Laukaityte Inga, Wallin Gabriel, Wiberg Marie
Department of Applied Educational Science, Umeå University, Sweden.
School of Mathematical Sciences, Lancaster University, UK.
Appl Psychol Meas. 2025 Jul 30:01466216251363240. doi: 10.1177/01466216251363240.
Ensuring that test scores are fair and comparable across different test forms and different test groups is a significant statistical challenge in educational testing. Methods to achieve score comparability, a process known as test score equating, often rely on including common test items or assuming that test taker groups are similar in key characteristics. This study explores a novel approach that combines propensity scores, based on test takers' background covariates, with information from common items using kernel smoothing techniques for binary-scored test items. An empirical analysis using data from a high-stakes college admissions test evaluates the standard errors and differences in adjusted test scores. A simulation study examines the impact of factors such as the number of test takers, the number of common items, and the correlation between covariates and test scores on the method's performance. The findings demonstrate that integrating propensity scores with common item information reduces standard errors and bias more effectively than using either source alone. This suggests that balancing the groups on the test-takers' covariates enhance the fairness and accuracy of test score comparisons across different groups. The proposed method highlights the benefits of considering all the collected data to improve score comparability.

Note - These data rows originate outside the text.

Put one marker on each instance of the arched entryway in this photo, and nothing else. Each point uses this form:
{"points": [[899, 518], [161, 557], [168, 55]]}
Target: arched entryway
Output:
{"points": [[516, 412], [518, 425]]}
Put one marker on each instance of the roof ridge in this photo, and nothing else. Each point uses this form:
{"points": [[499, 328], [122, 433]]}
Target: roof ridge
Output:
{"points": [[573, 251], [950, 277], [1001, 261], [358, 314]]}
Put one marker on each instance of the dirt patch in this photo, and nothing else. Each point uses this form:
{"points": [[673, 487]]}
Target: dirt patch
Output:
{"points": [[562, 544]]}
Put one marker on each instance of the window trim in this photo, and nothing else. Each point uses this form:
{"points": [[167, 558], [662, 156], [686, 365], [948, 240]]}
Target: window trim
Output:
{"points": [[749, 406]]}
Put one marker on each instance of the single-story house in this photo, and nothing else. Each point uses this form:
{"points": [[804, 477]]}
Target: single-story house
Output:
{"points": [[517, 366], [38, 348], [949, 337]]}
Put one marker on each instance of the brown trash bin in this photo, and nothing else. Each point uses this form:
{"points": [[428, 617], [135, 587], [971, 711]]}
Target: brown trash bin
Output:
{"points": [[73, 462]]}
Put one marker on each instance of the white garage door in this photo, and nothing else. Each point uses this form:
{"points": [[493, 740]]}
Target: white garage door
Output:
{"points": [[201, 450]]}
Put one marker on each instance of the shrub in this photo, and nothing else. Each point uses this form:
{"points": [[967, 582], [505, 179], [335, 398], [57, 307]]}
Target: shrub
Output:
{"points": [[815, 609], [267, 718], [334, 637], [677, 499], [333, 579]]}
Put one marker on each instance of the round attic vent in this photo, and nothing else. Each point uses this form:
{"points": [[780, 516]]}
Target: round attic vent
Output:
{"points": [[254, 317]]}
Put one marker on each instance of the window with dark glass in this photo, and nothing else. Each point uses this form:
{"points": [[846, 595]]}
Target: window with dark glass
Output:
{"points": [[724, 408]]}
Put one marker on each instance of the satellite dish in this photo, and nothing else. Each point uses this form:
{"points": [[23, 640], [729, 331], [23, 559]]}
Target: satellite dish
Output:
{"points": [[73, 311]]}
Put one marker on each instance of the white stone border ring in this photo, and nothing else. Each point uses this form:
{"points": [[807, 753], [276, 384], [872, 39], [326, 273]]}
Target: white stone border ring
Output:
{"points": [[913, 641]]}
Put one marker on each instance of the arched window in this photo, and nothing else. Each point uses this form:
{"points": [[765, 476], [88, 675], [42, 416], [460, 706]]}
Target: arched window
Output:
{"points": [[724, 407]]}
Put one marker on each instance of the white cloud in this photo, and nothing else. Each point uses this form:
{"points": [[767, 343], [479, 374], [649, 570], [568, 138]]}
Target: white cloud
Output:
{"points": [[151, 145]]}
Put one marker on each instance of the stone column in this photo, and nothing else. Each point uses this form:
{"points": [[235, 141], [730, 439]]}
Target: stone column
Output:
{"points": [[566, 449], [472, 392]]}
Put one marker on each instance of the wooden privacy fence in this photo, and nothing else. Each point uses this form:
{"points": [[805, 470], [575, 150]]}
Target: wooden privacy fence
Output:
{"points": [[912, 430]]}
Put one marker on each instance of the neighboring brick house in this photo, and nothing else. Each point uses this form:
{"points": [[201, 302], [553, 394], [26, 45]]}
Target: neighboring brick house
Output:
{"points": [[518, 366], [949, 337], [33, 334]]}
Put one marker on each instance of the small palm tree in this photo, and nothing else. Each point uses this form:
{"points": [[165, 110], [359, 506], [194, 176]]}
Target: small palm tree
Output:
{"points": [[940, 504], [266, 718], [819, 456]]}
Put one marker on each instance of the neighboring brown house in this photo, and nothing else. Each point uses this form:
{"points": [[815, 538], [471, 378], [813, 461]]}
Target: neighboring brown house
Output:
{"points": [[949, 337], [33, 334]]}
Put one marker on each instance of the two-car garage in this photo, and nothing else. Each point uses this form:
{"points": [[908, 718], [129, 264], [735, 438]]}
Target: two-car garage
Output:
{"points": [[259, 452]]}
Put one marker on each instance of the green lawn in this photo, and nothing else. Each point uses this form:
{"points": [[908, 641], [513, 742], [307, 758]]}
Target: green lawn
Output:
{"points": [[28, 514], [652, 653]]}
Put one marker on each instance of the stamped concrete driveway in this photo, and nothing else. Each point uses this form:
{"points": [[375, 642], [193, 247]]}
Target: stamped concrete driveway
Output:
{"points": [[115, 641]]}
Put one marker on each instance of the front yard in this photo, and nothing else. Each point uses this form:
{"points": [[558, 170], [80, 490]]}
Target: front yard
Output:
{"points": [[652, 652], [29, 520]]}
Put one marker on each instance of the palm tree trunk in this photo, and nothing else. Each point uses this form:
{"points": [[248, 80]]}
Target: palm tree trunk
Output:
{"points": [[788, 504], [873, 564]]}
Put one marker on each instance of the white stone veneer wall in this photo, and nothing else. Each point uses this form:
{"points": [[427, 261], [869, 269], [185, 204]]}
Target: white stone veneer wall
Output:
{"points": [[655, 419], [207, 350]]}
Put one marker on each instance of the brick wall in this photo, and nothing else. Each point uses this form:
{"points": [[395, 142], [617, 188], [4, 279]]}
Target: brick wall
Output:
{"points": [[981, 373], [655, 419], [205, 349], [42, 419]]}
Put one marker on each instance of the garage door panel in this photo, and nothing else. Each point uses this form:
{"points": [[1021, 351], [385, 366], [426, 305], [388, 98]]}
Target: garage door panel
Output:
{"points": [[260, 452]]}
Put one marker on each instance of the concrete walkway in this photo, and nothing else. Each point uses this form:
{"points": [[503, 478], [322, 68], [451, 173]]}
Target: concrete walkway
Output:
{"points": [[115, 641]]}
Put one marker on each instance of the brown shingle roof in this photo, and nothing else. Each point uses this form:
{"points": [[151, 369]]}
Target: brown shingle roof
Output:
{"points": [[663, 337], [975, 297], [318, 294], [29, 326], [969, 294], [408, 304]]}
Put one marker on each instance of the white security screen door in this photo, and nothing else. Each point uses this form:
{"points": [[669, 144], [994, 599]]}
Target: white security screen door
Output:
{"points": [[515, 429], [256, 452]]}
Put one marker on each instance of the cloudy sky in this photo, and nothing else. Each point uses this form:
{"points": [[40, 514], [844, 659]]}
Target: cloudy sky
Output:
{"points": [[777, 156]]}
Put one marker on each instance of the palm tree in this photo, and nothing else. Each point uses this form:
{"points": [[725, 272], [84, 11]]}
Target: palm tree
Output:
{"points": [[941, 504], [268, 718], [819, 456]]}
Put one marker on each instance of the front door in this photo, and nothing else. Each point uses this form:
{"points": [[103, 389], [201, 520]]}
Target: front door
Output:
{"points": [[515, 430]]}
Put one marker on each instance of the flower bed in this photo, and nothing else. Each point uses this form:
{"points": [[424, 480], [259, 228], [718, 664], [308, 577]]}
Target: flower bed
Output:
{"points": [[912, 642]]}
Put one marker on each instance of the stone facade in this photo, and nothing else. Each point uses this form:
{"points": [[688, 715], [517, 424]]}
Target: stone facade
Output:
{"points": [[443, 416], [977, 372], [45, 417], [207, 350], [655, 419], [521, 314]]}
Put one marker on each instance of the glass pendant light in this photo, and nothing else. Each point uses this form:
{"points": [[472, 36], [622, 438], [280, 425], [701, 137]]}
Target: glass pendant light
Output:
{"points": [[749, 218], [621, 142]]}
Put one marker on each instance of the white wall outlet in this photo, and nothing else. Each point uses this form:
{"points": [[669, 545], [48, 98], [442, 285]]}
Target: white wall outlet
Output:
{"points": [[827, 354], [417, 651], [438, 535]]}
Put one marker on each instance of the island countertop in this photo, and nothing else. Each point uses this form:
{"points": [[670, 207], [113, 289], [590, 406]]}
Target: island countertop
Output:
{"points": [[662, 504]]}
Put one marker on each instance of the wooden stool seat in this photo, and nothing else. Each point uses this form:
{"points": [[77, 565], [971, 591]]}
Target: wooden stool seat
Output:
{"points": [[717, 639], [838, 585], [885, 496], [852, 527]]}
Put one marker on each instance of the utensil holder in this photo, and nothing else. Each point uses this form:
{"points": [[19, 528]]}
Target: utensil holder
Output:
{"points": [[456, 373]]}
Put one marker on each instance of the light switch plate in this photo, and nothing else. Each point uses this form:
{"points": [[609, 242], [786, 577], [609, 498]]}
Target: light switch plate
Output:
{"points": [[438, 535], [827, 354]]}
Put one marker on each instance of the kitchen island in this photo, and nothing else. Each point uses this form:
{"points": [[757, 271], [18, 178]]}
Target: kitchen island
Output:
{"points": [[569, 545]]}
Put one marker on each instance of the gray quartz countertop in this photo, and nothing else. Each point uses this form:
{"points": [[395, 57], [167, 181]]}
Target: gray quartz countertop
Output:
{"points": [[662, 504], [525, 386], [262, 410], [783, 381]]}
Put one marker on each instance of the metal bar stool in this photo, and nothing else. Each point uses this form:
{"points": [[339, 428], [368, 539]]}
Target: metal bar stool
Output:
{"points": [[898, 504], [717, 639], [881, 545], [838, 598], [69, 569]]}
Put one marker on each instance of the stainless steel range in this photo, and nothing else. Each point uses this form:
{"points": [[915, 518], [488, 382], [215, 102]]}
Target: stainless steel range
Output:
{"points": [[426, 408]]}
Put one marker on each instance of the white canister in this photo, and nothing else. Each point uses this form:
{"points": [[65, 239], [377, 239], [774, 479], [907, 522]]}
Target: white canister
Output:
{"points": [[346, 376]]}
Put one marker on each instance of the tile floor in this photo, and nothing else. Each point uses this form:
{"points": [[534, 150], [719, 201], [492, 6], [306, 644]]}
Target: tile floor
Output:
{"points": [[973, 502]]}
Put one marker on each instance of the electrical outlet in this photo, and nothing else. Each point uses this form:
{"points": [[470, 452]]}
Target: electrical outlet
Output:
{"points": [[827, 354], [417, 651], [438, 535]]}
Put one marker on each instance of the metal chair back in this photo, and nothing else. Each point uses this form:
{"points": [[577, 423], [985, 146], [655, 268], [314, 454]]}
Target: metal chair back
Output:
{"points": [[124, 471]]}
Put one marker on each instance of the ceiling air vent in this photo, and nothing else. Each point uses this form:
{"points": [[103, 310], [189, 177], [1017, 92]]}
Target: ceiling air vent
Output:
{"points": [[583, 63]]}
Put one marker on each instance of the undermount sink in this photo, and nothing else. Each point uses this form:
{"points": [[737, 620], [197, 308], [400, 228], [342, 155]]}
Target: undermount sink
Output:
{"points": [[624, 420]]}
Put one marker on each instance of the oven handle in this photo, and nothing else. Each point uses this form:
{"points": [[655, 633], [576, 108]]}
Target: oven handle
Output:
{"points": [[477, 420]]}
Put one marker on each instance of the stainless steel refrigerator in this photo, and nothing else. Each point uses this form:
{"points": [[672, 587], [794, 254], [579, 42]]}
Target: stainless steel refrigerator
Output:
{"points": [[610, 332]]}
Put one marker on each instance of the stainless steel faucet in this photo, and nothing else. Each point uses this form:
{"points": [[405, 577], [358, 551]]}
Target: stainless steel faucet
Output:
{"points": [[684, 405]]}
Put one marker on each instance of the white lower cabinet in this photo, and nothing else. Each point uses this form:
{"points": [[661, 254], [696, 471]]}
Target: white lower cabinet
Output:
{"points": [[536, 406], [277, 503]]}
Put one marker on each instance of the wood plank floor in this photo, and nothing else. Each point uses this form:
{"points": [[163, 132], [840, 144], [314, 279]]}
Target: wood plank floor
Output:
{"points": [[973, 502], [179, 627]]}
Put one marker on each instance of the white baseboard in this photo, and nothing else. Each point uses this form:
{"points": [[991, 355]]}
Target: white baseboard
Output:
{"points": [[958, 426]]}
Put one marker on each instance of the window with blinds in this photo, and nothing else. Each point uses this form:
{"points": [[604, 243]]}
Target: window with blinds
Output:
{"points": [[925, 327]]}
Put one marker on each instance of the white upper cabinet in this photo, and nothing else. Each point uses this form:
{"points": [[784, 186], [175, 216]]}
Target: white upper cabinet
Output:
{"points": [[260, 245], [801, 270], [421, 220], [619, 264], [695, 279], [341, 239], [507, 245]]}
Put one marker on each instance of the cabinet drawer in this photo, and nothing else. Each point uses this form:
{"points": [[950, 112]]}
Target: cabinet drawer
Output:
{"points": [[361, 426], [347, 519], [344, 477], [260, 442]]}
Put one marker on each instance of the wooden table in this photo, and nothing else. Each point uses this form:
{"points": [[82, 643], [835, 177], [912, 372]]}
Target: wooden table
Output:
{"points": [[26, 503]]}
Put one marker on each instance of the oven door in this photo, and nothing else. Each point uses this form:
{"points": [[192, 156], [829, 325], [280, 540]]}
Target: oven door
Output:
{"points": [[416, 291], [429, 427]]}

确保不同测试形式和不同测试群体的考试分数公平且具有可比性,是教育测试中一项重大的统计挑战。实现分数可比性的方法,即所谓的考试分数等值过程,通常依赖于纳入共同测试项目或假设考生群体在关键特征上相似。本研究探索了一种新颖的方法,该方法将基于考生背景协变量的倾向得分与来自共同项目的信息相结合,对二元计分的测试项目使用核平滑技术。一项使用来自高风险大学入学考试数据的实证分析评估了调整后考试分数的标准误差和差异。一项模拟研究考察了考生数量、共同项目数量以及协变量与考试分数之间的相关性等因素对该方法性能的影响。研究结果表明,将倾向得分与共同项目信息相结合,比单独使用任何一种信息来源更有效地降低了标准误差和偏差。这表明在考生协变量上平衡群体,可提高不同群体间考试分数比较的公平性和准确性。所提出的方法凸显了考虑所有收集到的数据以提高分数可比性的益处。